Up the Junction and Poor Cow, both better known works of Nell Dunn’s, have recently been republished by Virago. As there are many elements which the books have in common, and as both share the same author preface, rather than address them separately, I have decided to write about them both together. Nell Dunn’s introduction is like a story in itself, and tells of her life in Battersea from the late 1950s. It includes such details as, ‘There were still a lot bomb sites, and my two-year-old son would be taken by the big girls and boys to play King of the Castle on the mounds of building debris’, ‘The night of Princess Margaret’s wedding everyone got drunk’, and ‘I bought my first pair of tight white jeans off a rail in the market’. This introduction in a sense serves to ground the stories which follow it.
Up the Junction, first published in 1963, is made up of a series of short stories set in South London. It was awarded the John Llewelyn Rhys Memorial Prize, and has also been turned into a film. The tales in the collection are all heavily involved in the sense of a community and the mundanities of life in 1960s London. This is clear from the titles of the stories alone, which range from ‘Out With the Girls’ and ‘Out With the Boys’, to ‘Sunday Morning’ and ‘Wash Night’. The book’s blurb states that the stories ‘are unhibited, spirited vignettes of young women’s lives in South London in the sixties [where] money is scarce and enjoyment must be grabbed while it can’. To further set the scene, one supposes, all of these stories have been told by way of dialect heavy conversations between its characters – for example, ‘It’s me birthday tomorrer’ and ‘It’s better to marry an ugly man what’s got god ways than a good-looker what’s sly’. It is not often clear who is speaking, so in consequence, the reader learns next to nothing about any of the characters who fill its 130 odd pages.
Three protagonists are followed in Up the Junction, Sylvie, Ruby and Lily, all of whom work at a local sweet factory. The entirety of the book, on the surface of it, looks to be heavily involved with sexual politics, but as one reads on, the fixation upon aesthetics becomes clear. Each of the characters seems to place much emphasis upon their own appearances, interrupting even important conversations to ask if their hair looks nice, or if their new item of clothing suits them. Examples of this can be found in sentences such as this one: ‘[Pauline] was pretty in the dirty cafe; full ashtrays and dripping sauce bottles; sugar-bowls with brown clotted lumps in the white sugar’.
The stories are evocative of bygone times – there is lots of dancing, ‘snoggin”, institutionalised racism, National Health glasses, the pawning of furniture when money is tight, illegal abortions and the WVS. Stories take place in the factory where the protagonists work, the local pub, the Old Kent Road, and various dwellings around the area.

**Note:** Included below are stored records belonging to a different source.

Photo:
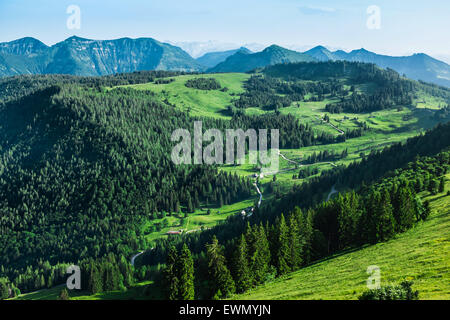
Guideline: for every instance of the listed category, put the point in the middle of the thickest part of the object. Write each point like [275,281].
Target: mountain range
[78,56]
[212,59]
[242,61]
[417,66]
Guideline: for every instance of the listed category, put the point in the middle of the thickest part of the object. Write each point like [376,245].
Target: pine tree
[404,209]
[170,275]
[219,274]
[442,185]
[295,243]
[185,272]
[283,251]
[241,270]
[382,215]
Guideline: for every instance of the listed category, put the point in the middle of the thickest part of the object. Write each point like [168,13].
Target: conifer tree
[185,272]
[295,243]
[283,250]
[170,275]
[219,274]
[241,270]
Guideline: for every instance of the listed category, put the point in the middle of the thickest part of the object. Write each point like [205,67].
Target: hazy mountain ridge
[212,59]
[240,62]
[78,56]
[417,66]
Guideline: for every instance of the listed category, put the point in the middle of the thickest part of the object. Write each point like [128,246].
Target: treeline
[203,84]
[84,168]
[391,89]
[13,88]
[270,93]
[374,214]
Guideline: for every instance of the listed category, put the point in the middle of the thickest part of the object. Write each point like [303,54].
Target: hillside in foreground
[420,254]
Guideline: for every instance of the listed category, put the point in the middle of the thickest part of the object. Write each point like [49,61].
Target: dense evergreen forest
[375,213]
[356,176]
[84,167]
[85,163]
[280,85]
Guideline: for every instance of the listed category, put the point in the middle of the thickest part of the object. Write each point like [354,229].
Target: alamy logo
[74,20]
[235,140]
[374,280]
[374,19]
[74,281]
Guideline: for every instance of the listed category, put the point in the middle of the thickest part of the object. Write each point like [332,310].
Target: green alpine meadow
[266,165]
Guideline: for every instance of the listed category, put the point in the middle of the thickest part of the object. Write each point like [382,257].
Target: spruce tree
[170,275]
[185,272]
[219,274]
[295,243]
[283,251]
[241,270]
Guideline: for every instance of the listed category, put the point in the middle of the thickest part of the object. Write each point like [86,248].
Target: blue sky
[406,26]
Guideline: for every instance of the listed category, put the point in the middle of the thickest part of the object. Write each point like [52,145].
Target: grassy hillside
[420,254]
[211,103]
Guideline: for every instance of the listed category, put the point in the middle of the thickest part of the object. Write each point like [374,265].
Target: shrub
[400,292]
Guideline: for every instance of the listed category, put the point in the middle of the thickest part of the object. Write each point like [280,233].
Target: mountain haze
[418,66]
[78,56]
[212,59]
[243,62]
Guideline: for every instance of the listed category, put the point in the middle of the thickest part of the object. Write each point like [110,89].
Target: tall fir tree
[185,270]
[283,250]
[219,274]
[241,269]
[170,275]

Whilst interesting enough, these stories are relatively similar, and in consequence, nothing really stands out amongst them. Sadly, the majority also do not feel well-developed enough to have any lasting effect upon the reader. ‘Sunday Morning’, for instance, would have been far better with further explanation of the situation. The illustrations, drawn by Susan Benson, are randomly scattered through the pages and rarely match the writing which surrounds them. It does not feel as though there is much within Up the Junction which the modern reader will be able to identify with. The simplistic writing style also takes away any atmosphere which the stories could feasibly have had.
Poor Cow was first published in 1967, and was Dunn’s second work of fiction. Margaret Drabble, whose introduction to the story has been reprinted in the new edition, calls it ‘Touching, thoughtful and fresh… A tour de force’. In her introduction, Drabble states that after her move to London, Dunn ‘was soon to be writing of the lives of working-class women in a way that struck the same chords as the plays and novels of Sillitoe, Osborne and John Braine… Nell Dunn felt she had discovered a world where women did not depend on male patronage, where they went their own ways, sexually and financially, where there was plenty of work’.

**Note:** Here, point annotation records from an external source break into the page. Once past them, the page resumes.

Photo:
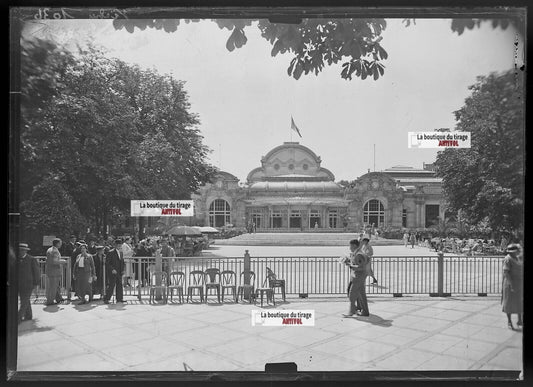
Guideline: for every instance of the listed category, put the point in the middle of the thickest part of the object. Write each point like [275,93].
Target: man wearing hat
[512,287]
[28,281]
[357,291]
[73,257]
[367,250]
[114,271]
[53,272]
[99,259]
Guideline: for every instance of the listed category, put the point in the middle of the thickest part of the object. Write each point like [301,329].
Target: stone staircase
[300,239]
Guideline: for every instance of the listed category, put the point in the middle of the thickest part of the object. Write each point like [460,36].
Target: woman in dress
[512,288]
[84,274]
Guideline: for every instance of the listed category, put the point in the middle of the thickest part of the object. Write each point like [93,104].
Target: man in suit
[167,251]
[53,272]
[357,292]
[67,250]
[114,266]
[28,281]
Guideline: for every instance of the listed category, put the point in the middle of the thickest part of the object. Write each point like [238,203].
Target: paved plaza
[421,333]
[312,251]
[407,334]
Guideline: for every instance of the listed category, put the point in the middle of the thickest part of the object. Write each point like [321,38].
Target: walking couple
[359,263]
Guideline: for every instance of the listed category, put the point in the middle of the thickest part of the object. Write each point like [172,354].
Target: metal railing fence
[326,275]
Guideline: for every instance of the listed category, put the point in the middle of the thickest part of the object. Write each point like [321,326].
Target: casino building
[291,191]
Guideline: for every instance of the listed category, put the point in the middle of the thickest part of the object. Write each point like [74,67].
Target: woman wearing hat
[512,287]
[84,274]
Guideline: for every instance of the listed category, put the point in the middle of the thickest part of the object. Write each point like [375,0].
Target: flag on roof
[295,128]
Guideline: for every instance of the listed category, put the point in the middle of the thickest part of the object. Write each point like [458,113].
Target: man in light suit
[357,292]
[114,266]
[53,272]
[28,281]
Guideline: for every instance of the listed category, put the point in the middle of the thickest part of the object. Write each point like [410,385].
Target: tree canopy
[97,132]
[486,181]
[316,42]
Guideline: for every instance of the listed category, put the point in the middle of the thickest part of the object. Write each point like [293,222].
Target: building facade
[291,191]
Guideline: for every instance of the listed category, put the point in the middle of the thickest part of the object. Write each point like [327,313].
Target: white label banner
[439,140]
[279,318]
[162,208]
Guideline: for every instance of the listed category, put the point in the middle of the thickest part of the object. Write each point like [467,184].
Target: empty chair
[241,290]
[265,289]
[212,281]
[177,282]
[196,281]
[228,281]
[158,281]
[274,282]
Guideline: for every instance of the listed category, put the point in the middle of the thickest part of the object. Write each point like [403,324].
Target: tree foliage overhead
[486,181]
[314,43]
[105,132]
[317,42]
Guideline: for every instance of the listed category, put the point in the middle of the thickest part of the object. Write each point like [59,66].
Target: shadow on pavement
[52,308]
[375,320]
[31,327]
[85,307]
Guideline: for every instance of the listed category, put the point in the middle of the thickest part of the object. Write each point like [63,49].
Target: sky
[245,99]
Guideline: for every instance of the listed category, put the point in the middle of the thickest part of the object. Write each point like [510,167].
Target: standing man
[167,251]
[358,280]
[68,251]
[53,272]
[367,250]
[127,252]
[28,281]
[114,272]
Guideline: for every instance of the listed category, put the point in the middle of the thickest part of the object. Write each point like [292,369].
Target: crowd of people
[87,262]
[88,277]
[359,260]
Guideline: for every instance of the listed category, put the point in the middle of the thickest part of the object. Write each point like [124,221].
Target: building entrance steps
[301,239]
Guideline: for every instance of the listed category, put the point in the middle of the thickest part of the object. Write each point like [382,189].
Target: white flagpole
[290,128]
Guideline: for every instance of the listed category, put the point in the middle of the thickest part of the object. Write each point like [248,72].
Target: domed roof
[290,161]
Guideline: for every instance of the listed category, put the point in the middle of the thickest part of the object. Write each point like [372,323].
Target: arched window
[219,213]
[374,213]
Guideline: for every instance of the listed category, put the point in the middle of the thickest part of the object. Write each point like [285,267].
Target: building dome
[288,162]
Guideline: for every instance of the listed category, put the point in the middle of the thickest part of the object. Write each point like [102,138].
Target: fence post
[440,274]
[247,266]
[68,278]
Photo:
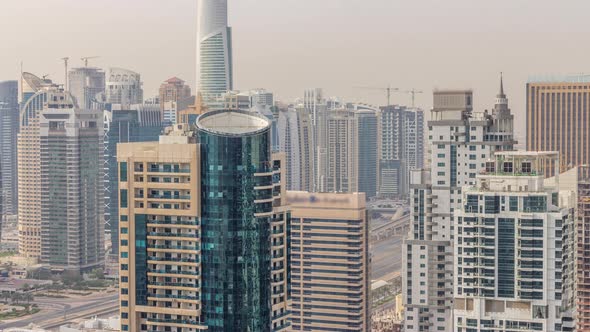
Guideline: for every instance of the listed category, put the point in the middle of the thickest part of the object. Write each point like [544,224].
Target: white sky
[289,45]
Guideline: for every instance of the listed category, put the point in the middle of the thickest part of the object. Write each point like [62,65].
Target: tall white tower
[214,52]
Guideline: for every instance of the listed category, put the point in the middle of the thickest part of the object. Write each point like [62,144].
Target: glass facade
[236,228]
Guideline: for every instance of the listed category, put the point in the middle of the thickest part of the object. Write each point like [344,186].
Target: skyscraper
[123,126]
[296,140]
[402,148]
[39,95]
[338,169]
[9,114]
[462,141]
[330,262]
[203,228]
[368,151]
[171,92]
[214,52]
[84,84]
[72,225]
[123,87]
[511,241]
[557,114]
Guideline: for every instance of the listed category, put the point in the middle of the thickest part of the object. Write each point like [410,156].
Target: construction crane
[65,60]
[413,92]
[387,89]
[85,59]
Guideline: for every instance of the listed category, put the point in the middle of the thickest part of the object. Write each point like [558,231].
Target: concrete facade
[330,270]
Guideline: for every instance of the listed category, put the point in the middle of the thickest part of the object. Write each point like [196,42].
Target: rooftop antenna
[85,59]
[65,60]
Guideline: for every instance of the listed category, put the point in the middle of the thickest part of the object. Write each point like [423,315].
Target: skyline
[498,39]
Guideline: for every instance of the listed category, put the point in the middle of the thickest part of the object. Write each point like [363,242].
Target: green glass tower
[237,208]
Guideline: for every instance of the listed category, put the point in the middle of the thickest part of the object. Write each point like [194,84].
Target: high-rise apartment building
[85,84]
[462,141]
[141,124]
[171,92]
[296,141]
[510,242]
[556,115]
[72,225]
[203,229]
[338,160]
[261,97]
[368,151]
[9,113]
[582,257]
[329,262]
[214,52]
[402,148]
[40,95]
[123,87]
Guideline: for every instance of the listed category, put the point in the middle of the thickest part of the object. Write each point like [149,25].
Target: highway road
[387,257]
[53,309]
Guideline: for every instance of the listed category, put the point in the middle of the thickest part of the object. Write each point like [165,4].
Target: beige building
[164,229]
[557,117]
[171,92]
[159,208]
[329,262]
[338,151]
[38,95]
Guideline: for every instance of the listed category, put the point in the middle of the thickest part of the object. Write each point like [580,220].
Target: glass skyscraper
[237,206]
[203,228]
[214,52]
[8,134]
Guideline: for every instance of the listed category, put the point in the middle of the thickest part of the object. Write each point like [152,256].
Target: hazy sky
[289,45]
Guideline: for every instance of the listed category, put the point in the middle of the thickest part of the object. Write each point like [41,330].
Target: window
[124,199]
[123,172]
[513,203]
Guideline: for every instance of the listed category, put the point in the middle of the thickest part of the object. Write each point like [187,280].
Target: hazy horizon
[287,46]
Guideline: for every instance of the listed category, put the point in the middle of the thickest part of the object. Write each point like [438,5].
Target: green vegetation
[27,310]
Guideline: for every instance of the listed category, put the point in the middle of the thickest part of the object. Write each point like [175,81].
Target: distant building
[9,126]
[204,242]
[368,151]
[38,95]
[172,91]
[123,87]
[402,148]
[296,141]
[214,52]
[330,262]
[72,226]
[261,97]
[557,113]
[235,100]
[338,158]
[84,84]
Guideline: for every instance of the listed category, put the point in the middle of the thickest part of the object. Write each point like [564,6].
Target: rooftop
[232,122]
[527,153]
[576,78]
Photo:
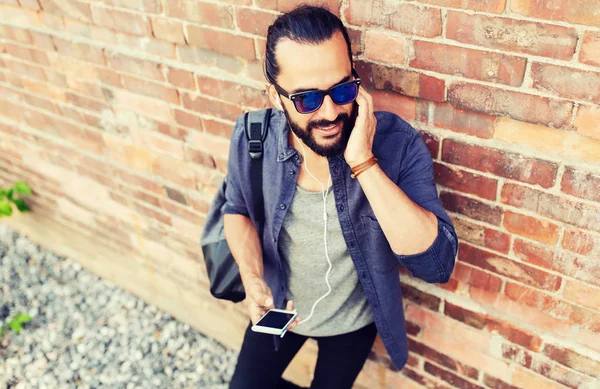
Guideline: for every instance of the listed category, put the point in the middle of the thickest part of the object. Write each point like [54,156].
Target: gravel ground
[88,333]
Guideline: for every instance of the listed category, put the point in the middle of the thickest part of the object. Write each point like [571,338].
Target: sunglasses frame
[327,92]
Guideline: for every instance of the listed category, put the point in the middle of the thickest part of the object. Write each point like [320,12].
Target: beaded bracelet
[361,167]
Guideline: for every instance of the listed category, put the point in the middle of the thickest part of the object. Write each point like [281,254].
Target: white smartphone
[275,321]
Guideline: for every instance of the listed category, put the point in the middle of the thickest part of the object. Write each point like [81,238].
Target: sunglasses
[310,101]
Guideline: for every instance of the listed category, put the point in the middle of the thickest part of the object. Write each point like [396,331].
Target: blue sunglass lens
[344,94]
[309,102]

The novella tells the story of Joy, ‘twenty-one, with bleached hair, high suede shoes, and a head full of dreams’. When the story opens, Joy is making her way down Fulham Broadway on her ‘slum-white legs’ with her new baby in tow, ‘his face brick red against his new white bonnet’. ‘Her life seems to be a catalogue of disasters, which follow naturally and inevitably from the first false step of letting herself get pregnant’, Drabble says. She adds that Joy’s husband, Tom, is a thief, ‘which translates her into a nice close-carpeted flat in Ruislip’. Neither Joy nor her husband are content with their lives: ‘He always wanted more out of his life than what he had’. When Tom is caught in a stolen car by the police, he is hauled in and sentenced to four years in prison: ‘… course he had only to do two years out of that you see… But I hadn’t even the heart to sell the furniture, I just walked out and went to live with my Auntie Emm’.
The story is told in a variety of narrative styles, which chop and change at whim. Joy’s own narrative voice is written in a similar dialect to that captured in Up the Junction: ‘Terrible when you ain’t got fuck all, you ain’t got nothing’. As with Up the Junction, it is not always clear here who is speaking. Poor Cow is not overly engaging, and the uncertain style of its writing and narrator let the story down somewhat.